Although guesswork certainly came in handy, there was no substitute for experience, and Patti Lyle Collins had plenty of that. For example, she knew the names of almost every major corporation in the United States, plus most colleges, government agencies and private institutions. She also knew much of what there was to know about many American cities. Because of her ability, when a letter crossed her desk addressed to "Giuvani Cirelili, Presidente Sterite, Catimoa," she knew exactly where to send it. Although there was no post office in the country named "Catimoa," there apparently was only one city at that time with a "President Street,"—Baltimore, Maryland. Within a matter of days, this letter reached the person for whom it was intended.

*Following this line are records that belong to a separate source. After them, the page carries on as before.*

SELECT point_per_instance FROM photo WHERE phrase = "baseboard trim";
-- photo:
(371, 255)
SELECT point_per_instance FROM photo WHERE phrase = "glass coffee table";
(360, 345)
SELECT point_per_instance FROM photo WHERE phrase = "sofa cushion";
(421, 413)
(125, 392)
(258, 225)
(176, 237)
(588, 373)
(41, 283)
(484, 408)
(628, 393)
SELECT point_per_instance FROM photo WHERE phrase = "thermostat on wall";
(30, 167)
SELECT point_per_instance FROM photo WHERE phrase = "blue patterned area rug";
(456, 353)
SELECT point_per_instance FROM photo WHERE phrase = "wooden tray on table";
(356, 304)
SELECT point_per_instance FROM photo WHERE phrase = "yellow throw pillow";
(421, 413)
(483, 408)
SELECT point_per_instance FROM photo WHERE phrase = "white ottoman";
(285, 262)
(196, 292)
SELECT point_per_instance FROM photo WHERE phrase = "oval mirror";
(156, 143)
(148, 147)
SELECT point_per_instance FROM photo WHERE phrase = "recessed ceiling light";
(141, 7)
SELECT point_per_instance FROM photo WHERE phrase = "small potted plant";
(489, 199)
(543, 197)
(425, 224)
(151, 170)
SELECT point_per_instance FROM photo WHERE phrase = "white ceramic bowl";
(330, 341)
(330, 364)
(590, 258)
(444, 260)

She was a skilled decipherer who could quickly translate by sound such destinations as "Reikzhieer, Stiejt Kanedeka" (Roxbury, State of Connecticut) or "Tossy Tanner, Tx." (Corsicana, Texas) or "Cikepu Kornsors, Levynworth Co. (Kickapoo City, Leavenworth County, Kansas).
Clearly some cases were tougher to solve than others. The clerks of the Dead Letter Office made keepsakes of many of the worst letters they handled. When they cracked a really tough address, a card was sent along with the letter to the postmaster asking that the empty envelope be returned once the letter was delivered to the addressee. The Postmaster forwarded the outer wrappers to the Dead Letter Office, where they were retained as curiosities. Collections of such letters were bound together into small leather albums. One such volume is in the Smithsonian's National Postal Museum. Another can be found in the U.S. Postal Service Library in Washington, D.C.
These tiny albums are a vivid reminder of the dedication of America's turn of the century dead letter detectives, a remarkably dedicated group of postal workers devoted to solving this nation's mail mysteries.